Mechanically-scanned systems are well known and generally reliable, but AESA systems are increasingly a customer expectation. By ditching a swinging sensor head for an array of fixed-position transmit/receive modules, AESA offers greater redundancy, continuous rather than sweeping coverage and can give improved detection rates.

The IPA5 project opens the door for Eurofighter partner nation air forces to upgrade their fleets to the latest standard, or sell off some of their older aircraft.

The show comes after another big week for Eurofighter, in which the first Tranche 3 aircraft built by Italian partner Alenia Aermacchi made its first flight. Test pilot captain Mario Mutti said the aircraft – the 64th for the Italian air force – performed “very well” during its 1h sortie.
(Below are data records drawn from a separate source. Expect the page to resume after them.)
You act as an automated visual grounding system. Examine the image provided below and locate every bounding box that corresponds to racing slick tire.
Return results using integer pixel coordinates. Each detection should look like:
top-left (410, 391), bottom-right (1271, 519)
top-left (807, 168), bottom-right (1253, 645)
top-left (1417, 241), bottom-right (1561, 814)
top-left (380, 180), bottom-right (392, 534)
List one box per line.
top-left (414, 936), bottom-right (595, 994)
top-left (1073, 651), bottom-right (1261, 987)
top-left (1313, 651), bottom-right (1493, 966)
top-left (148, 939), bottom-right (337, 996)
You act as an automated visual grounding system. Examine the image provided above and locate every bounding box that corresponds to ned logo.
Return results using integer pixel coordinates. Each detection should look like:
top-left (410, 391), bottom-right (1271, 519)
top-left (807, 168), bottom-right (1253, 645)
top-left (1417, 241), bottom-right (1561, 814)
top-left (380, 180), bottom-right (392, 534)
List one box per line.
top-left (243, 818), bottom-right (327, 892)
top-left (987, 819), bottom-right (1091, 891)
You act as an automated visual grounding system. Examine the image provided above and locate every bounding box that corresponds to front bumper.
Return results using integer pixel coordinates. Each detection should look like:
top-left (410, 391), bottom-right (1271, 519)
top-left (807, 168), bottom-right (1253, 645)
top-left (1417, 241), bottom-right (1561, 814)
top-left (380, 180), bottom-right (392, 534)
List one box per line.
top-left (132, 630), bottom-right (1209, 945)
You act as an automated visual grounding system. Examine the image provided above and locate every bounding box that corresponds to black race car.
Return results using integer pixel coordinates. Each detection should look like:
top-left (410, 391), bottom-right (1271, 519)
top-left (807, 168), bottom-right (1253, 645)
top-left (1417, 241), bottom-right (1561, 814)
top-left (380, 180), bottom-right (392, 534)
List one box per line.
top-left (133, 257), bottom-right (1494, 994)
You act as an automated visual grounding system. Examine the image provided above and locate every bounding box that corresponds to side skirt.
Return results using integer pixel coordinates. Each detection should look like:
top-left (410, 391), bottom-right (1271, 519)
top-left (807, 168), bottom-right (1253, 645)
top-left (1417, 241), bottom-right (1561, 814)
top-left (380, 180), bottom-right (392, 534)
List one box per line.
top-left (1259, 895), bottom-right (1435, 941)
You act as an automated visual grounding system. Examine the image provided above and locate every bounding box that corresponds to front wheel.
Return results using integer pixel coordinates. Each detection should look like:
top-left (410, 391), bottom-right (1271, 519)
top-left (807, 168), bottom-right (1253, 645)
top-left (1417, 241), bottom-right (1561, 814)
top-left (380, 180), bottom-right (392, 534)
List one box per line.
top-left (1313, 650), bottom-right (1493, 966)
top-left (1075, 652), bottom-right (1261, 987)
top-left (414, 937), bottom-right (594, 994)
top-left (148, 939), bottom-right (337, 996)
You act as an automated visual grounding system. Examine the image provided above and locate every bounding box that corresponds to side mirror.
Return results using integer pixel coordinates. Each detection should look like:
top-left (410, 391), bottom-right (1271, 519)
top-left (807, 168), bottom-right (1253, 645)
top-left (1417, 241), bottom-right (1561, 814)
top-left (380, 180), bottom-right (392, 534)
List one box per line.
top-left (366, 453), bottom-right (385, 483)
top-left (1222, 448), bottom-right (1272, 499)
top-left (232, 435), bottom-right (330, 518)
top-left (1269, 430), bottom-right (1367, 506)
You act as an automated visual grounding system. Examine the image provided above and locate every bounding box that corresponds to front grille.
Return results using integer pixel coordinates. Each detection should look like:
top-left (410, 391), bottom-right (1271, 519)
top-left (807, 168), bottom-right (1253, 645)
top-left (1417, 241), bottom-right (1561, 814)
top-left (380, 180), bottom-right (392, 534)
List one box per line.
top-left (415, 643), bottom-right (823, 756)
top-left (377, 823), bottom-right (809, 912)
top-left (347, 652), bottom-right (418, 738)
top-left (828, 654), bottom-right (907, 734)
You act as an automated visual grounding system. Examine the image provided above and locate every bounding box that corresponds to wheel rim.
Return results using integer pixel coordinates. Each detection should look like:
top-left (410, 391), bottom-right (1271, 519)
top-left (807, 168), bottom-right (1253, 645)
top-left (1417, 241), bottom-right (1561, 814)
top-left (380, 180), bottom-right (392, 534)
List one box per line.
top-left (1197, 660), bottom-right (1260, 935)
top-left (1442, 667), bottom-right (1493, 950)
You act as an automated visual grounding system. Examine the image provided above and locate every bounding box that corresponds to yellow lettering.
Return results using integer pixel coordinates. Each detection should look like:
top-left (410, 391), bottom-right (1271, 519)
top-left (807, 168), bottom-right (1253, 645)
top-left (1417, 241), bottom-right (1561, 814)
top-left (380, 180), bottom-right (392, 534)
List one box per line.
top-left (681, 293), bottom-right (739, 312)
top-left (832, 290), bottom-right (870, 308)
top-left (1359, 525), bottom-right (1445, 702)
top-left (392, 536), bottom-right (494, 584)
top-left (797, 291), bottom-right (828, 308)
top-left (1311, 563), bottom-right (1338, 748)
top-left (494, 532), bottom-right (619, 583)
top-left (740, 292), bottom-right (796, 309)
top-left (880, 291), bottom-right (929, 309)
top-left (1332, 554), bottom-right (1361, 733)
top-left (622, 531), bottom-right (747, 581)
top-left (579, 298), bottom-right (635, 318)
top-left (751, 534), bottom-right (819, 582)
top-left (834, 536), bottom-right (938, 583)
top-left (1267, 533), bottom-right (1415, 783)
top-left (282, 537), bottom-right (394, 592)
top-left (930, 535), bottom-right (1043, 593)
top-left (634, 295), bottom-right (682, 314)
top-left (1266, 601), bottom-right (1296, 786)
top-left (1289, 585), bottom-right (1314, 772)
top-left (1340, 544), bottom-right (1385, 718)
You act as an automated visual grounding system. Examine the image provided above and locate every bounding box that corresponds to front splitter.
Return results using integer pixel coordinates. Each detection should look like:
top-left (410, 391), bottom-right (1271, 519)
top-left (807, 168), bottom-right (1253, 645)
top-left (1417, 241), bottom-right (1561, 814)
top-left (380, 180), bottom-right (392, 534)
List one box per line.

Separately, Eurofighter is also updating its aerodynamics, promising to improve the combat aircraft’s subsonic turn rate by 15%. By year-end it expects to make is final proof-of-concept test flight on an aerodynamic modification kit including leading edge root extensions and extended trailing edge flaps. The kit also features reshaped side-of-cockpit ILS antennae covers, turning them into 70° delta strakes.

Laurie Hilditch, head of future capabilities at Eurofighter, says the modification kit should give the aircraft the sort of “knife-fight in a phone box” turning capability enjoyed by rivals such as Boeing’s F/A-18E/F or the Lockheed Martin F-16, without sacrificing the transonic and supersonic high-energy agility inherent to its delta wing-canard configuration.